Dreaming Anew


Maria Hill

World Childless Week Ambassador


Being childless can mean that we get a front row seat on the pettiness and meanness in the world, just for being ourselves and being different. It can be difficult to want to connect with other people when that is the case and it is not wrong to pull back from interaction with other humans because of the dispiriting judgments that we frequently encounter.

This is not just a social issue; it is a work issue as well. Over the years, the pronatal family narrative and social demands that go with it have invaded the workplace, making it harder and harder for childless people to catch a break from parents congratulating themselves and discussing child rearing ad nauseam - and it can be quite nauseating!

Workplace pronatalism is a strange and relatively new phenomenon. I did not encounter the pronatal megaphone when I worked at IBM early in my career. Although it was a very family oriented company, family topics were rarely discussed during work hours. They were treated as ancillary to work and certainly not the dominant topic. Women were colleagues, not mothers with jobs.

Today, if you are childless, it is difficult not to feel shut out both socially and at work given the constant pronatal and family messaging. This is especially true since family is an easy go-to topic to obtain the attention-seeking that modern marketing and self-promotion require.

The Limits Of The Patriarchal Idea

We are taught to dream of family. Having a lovely family is a wonderful dream, of course. However, it has been exploited to such a degree that we now have too many people on the planet and we are going to have to chill with reproduction. As a result, many people are reconsidering the mandate of family. The costs of having children and the dangerous times we live in are serious issues that need to be considered before creating a new life on the planet.

Nonetheless, not being able to have a family when that was your dream is a difficult situation to accept. Whether you had a traditional dream or not, it is hard to escape the pervasiveness of a family-centered human world. It is not fun being an involuntary outsider. I have never enjoyed it myself.

We are, however, at a turning point in the world that will impact our self-perception and our standing in the world. The current ways of organizing life are not working any more. We are entering a time that will emancipate women from the false patriarchal ideal of mother.

The turmoil we are seeing right now is not a collapse of the Western world as some paint it. It is true that aspects of the Western way of life will necessarily change. However, what is changing is deeper. For thousands of years, hierarchies have been how we organized human society.

We have developed stories about ourselves and life based on a competitive and hierarchical view of “how life is.” That view that hierarchy is natural, normal, and all there is, is now being questioned. The US, where I live, is demonstrating not only the corruption in authoritarian hierarchies but also their incompetence. Therefore, it is my opinion, that we are in the process of exposing the deficiencies of hierarchies in order to reimagine life so that it is fairer and more practical.
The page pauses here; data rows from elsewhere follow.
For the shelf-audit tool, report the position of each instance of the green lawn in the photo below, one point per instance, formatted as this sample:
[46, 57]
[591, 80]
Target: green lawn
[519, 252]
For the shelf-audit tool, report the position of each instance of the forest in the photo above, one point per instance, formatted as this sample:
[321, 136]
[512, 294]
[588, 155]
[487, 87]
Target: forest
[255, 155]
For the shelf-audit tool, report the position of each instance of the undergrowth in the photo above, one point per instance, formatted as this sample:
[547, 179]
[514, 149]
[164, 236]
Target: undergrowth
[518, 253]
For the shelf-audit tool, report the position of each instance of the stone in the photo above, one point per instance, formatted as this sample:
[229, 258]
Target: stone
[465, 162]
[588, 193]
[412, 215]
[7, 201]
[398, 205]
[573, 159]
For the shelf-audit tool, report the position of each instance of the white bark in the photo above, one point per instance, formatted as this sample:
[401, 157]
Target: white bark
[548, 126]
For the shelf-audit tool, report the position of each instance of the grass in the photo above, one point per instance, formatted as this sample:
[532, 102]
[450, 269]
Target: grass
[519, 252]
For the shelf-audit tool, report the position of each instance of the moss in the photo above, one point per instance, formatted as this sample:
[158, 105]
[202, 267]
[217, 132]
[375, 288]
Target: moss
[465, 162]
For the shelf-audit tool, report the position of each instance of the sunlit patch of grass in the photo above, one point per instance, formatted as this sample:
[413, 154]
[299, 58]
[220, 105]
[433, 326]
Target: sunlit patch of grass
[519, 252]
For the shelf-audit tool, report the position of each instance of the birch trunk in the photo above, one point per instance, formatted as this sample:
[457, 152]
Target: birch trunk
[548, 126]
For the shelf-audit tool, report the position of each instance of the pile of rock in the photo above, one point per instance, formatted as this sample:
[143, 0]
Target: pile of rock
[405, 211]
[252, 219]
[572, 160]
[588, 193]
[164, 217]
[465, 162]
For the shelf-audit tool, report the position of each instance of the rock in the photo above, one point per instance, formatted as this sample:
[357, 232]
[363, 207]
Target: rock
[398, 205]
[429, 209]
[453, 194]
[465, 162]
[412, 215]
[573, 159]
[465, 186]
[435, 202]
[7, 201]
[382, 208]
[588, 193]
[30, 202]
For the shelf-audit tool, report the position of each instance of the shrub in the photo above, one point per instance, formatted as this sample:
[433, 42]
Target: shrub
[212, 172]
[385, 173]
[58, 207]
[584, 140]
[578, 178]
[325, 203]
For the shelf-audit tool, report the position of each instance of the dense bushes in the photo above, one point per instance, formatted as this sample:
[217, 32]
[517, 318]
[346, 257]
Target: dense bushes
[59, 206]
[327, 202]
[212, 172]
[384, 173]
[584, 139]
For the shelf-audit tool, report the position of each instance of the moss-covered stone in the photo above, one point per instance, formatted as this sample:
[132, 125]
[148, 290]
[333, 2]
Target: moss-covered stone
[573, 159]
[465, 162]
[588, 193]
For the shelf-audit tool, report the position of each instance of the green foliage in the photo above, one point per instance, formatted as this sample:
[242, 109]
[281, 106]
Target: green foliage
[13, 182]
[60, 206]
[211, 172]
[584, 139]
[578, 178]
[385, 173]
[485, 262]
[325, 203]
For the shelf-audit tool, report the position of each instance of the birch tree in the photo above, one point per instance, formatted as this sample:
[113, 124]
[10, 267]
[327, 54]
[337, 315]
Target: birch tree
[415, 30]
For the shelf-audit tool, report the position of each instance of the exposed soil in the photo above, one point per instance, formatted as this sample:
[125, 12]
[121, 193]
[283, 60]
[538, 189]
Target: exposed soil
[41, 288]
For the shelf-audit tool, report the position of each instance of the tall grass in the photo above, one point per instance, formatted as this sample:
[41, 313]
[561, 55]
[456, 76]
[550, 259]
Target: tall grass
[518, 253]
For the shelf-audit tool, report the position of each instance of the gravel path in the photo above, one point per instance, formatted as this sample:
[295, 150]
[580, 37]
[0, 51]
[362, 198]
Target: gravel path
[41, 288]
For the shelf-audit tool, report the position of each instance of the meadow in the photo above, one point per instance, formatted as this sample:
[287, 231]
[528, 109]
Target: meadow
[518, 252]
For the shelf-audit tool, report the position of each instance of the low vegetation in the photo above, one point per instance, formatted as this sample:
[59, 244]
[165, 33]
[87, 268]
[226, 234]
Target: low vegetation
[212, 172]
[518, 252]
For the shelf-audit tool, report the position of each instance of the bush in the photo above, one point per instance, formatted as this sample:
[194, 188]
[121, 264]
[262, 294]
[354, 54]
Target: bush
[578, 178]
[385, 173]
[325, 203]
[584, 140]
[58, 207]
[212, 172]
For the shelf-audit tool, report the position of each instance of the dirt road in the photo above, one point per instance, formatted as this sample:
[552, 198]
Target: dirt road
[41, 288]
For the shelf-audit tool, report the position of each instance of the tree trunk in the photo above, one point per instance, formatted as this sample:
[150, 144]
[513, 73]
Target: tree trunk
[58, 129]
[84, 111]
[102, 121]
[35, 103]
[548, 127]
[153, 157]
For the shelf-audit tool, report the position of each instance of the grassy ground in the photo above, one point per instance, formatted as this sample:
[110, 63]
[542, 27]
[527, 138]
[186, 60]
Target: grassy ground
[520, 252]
Childless women know about hierarchy since our childlessness makes us one down or even two down in the social pecking order. Who has not felt the triumphant superiority of mothers demanding favoritism because of birthing a child?
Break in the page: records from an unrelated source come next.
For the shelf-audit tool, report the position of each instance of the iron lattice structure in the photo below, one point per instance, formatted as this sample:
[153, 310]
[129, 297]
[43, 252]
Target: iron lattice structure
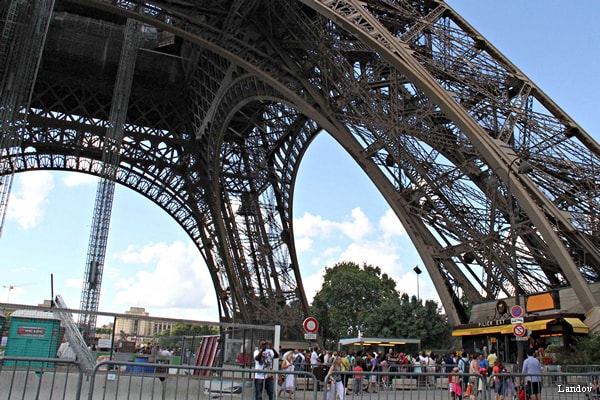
[227, 96]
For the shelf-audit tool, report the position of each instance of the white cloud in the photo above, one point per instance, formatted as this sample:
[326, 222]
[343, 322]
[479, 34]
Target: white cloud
[391, 225]
[28, 197]
[312, 226]
[77, 179]
[170, 276]
[303, 244]
[358, 227]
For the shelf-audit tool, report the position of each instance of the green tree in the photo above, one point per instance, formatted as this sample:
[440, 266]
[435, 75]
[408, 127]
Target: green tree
[584, 351]
[357, 300]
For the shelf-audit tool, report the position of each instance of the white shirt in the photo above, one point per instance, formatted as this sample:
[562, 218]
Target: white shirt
[266, 363]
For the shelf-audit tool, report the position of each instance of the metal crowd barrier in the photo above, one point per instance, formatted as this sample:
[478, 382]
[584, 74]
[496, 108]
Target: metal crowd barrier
[49, 378]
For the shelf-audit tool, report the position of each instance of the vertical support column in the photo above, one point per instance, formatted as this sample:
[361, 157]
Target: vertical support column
[94, 266]
[21, 43]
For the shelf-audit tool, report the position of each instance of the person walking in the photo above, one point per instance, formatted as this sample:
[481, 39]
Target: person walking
[336, 384]
[532, 371]
[263, 361]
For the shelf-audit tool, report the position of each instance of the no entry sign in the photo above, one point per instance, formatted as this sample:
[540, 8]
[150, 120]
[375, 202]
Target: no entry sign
[310, 325]
[519, 330]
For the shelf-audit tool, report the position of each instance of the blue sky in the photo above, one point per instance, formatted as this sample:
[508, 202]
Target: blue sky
[339, 216]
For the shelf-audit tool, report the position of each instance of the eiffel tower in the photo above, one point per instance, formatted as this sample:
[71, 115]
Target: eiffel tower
[497, 187]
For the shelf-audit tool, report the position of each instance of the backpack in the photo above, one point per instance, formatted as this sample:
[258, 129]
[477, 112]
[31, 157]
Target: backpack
[465, 365]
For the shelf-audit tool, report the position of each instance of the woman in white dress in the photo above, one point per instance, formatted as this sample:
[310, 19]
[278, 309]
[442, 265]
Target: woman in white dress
[288, 384]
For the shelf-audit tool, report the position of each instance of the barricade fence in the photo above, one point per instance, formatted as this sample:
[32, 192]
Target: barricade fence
[51, 378]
The issue of hierarchy is deeper than female pecking orders. The current turmoil in the world is an attempt by patriarchal masculinity to reassert its dominance, which has been challenged by the shift to more egalitarian ways of living and relating. It is time for the patriarchy to bow out. Our world needs wisdom not muscle to manage the complexity that supports our current human civilizations. There are many reasons why patriarchal hierarchy is not working and will not work. As a result, the door has opened to invite a new way of imagining human life.
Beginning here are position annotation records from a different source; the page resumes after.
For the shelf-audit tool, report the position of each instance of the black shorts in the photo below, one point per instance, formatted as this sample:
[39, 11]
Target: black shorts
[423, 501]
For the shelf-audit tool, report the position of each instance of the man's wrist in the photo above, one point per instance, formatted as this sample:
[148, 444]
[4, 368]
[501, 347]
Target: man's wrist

As challenging as life is right now, the so-called patriarchal, pronatal, and class/economic “norms” are on their way out and we get to write a different story.

Invite A New Dream

If there is a silver lining to being childless, especially not by choice, is that we get to see the flaws in the way our current cultures value people, especially women. That awareness on top of the challenging grieving process of being CNBC can be overwhelming. You are not just grieving the loss of a family, you are also losing a place in society, one that you had every reason to believe would be yours. So the grieving process is multilayered.

Although we are facing unprecedented challenges and many feel despair at our inability to solve our problems, I personally believe that we are also at a time of reinventing what it means to be human. I think we are changing our story, which has been about war and survival, to one about health, well-being, and thriving.

A few questions worth considering are:

  • How do you connect with these new themes and priorities about life?

  • How might the changes we are going through invite some new possibilities for you?

    In what way does the time of change make it easier for you to celebrate your own way of contributing to the world?

These questions are not about embracing toxic positivity as a survival strategy. They are about how to align your gifts, interests, and the times we live in to make life as satisfying and rewarding as possible.

Anyone who goes through the CNBC grieving process owes themselves the most enjoyable and rewarding life possible. Hopefully these challenging time will be a way for you to gift yourself a lovely and satisfying life.